Saving for college can feel like a daunting task, especially when January rolls around. It’s the time of the year when you’re filing your taxes for last year and balancing your budget for the upcoming year.

Yes, looking at tuition rates for even the most affordable college can make saving for college feel overwhelming.

The trick is to start small, and start early.

If your budget is tight for any number of reasons, consider this: Saving just $25 from each regular paycheck will make a difference.

For most families, $25 is a pretty reasonable ask. That’s just one or two meals out, a handful of coffees, or maybe one less book or movie purchase every couple of weeks.

You may be thinking, “How much of a difference could $25 per paycheck possibly make?” The truth is, if you start saving early, it can make a tremendous difference.

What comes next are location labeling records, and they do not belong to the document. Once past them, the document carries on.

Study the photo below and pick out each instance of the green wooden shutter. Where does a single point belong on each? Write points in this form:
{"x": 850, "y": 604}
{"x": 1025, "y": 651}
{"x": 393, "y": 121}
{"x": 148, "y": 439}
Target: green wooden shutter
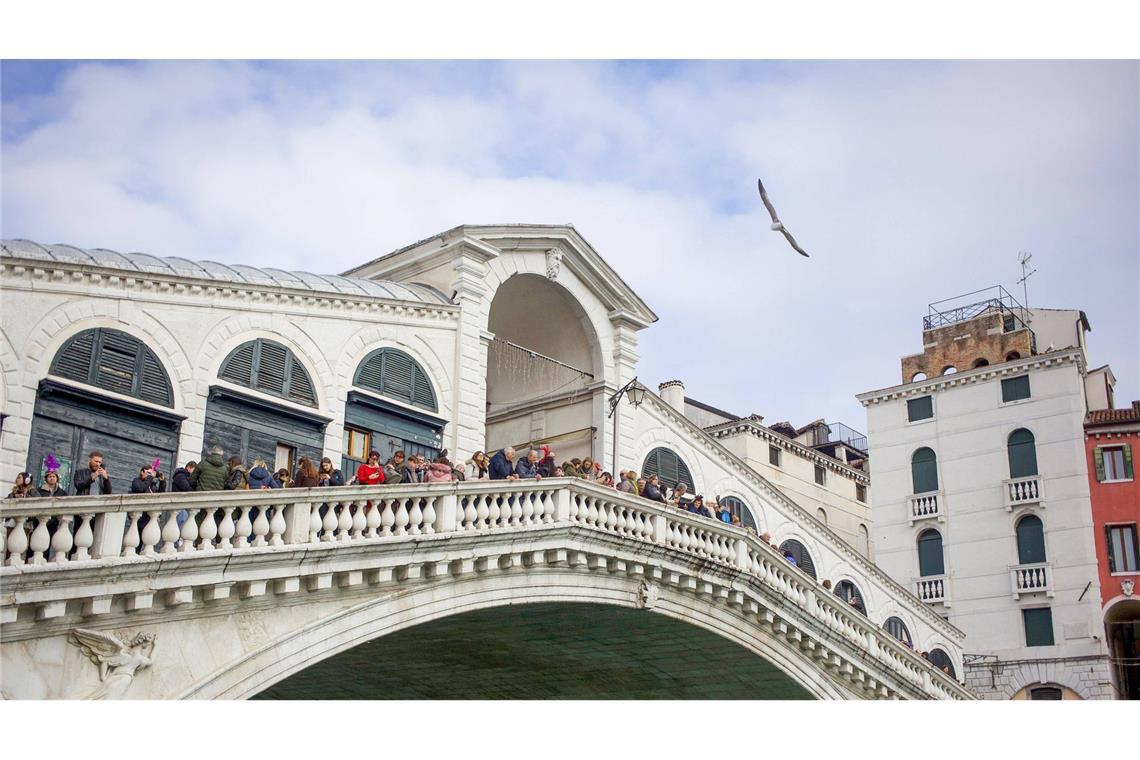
{"x": 1112, "y": 548}
{"x": 1031, "y": 540}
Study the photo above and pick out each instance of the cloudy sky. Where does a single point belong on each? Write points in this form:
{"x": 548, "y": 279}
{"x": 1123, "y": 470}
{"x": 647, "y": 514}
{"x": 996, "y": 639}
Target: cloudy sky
{"x": 909, "y": 182}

As you’ll see from our Starting Early page*, $50 a month can help you build funds for college. With an initial investment of $2,500 and monthly contributions of $50, an account can build to an estimated $6,623 at a 5% projected average annual return.

And that’s just for a five-year period. If you decide to start earlier and save for 10 or 15 years, that number can potentially double or triple, respectively. If you start saving right when your child is born, 18 years of saving at 5% rate of return can grow to an estimated $23,670!

Sure, setting aside a certain amount from each paycheck may not always be the easiest thing in the world, especially if you’re young parents and/or first-time parents. But when your little ones are grown and moving into their dorm rooms…you’ll be glad you did it.

Start small. Start today. Start investing in your child’s future.

* As you’ll see from the diagram on our Starting Early page, this hypothetical example illustrates the accumulation potential with a $2,500 initial investment and a monthly contribution plan at a 5% projected average annual return. The above example is based on projections and does not reflect your actual investment in the CollegeCounts 529 Fund. If fees were included, the returns would be lower. Your actual results may be more or less.